Regarding "Proposal Will Make Downtown Core Totally Bus-Free" (Oct. 4): It is abundantly clear that presumptive Pittsburgh mayor Bill Peduto, Allegheny County Executive Rich Fitzgerald and the executives at the Port Authority do not take public transportation.

I take a bus roundtrip Monday through Friday, and on top of paying for buses that are never on schedule, I can look forward to the "opportunity" of having to walk farther to get to my office? Gee, thanks.

I take the bus to avoid the cost of parking, to avoid adding to the traffic on I-279 and because my bus stops two blocks from my office. But enough about me. What about people with disabilities and the elderly who use walkers, canes, etc.? This idiot idea will require them to walk farther -- in pain, in the rain, in the snow, etc. Did these "brilliant" men think about them? I think not.

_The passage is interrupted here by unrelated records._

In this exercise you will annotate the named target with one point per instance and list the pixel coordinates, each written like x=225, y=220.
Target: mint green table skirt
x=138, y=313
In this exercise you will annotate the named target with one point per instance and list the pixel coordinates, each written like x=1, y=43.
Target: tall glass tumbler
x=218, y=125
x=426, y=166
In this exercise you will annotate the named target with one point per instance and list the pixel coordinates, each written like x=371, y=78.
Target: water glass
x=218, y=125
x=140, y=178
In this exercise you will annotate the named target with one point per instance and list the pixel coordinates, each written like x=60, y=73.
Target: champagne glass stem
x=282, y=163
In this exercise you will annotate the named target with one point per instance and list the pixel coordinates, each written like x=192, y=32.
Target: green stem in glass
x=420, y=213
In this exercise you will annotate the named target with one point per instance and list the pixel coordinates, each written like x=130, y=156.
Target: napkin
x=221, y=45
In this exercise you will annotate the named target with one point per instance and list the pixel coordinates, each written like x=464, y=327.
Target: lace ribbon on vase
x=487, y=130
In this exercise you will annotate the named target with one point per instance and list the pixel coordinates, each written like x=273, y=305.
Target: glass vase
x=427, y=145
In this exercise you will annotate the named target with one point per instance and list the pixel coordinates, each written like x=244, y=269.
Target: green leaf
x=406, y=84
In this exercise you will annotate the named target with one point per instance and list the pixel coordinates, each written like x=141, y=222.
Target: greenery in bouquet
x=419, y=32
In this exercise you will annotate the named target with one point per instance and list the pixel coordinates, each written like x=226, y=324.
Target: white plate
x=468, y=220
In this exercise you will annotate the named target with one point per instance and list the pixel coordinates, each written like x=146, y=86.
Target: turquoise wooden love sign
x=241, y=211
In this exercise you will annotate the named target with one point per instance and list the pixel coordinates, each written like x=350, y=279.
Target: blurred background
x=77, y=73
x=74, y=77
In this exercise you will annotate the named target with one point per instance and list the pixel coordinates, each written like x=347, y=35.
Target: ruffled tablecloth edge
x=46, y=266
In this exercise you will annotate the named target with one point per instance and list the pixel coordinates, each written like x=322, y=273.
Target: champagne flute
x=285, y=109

The article mentioned pedestrian congestion. Really? The only pedestrian congestion in this city is the hundreds of people who jaywalk every day. They do not cross at intersections -- they choose to step in front of buses and cars and then get peeved when the drivers honk or flip them off.

If the big boys want to reduce congestion, start arresting the jaywalkers who create backups and gridlock -- they are the problem, not bus traffic. What a joke. Could you imagine if Chicago or New York City tried this? Only in Pittsburgh.

If the Port Authority doesn't want to drop me off near my destination, I'm more than happy to find another way to get to work. I'm lucky that I have that option. Many do not.

Ben Avon

Check other cities

I find the prediction of calamity if the Port Authority moves the buses to the edge of Downtown, instead of jamming up the streets as the routes currently do, questionable. One of the main complaints seems to be that people would have too far to walk. In the Golden Triangle? Seriously? Go to other cities that properly manage public transit and have established pedestrian shopping areas free of buses and/or cars. Having door-to-door service is out of date and inefficient.

I would love to see a study comparing the distances walked Downtown to shop or to get to work versus parking in a huge lot at Ross Park or Monroeville malls, then walking for hours from store to store, then back to your car.

Considering that everything in the Triangle is at best five blocks from the edges, the "it's too far" argument carries little weight in my opinion.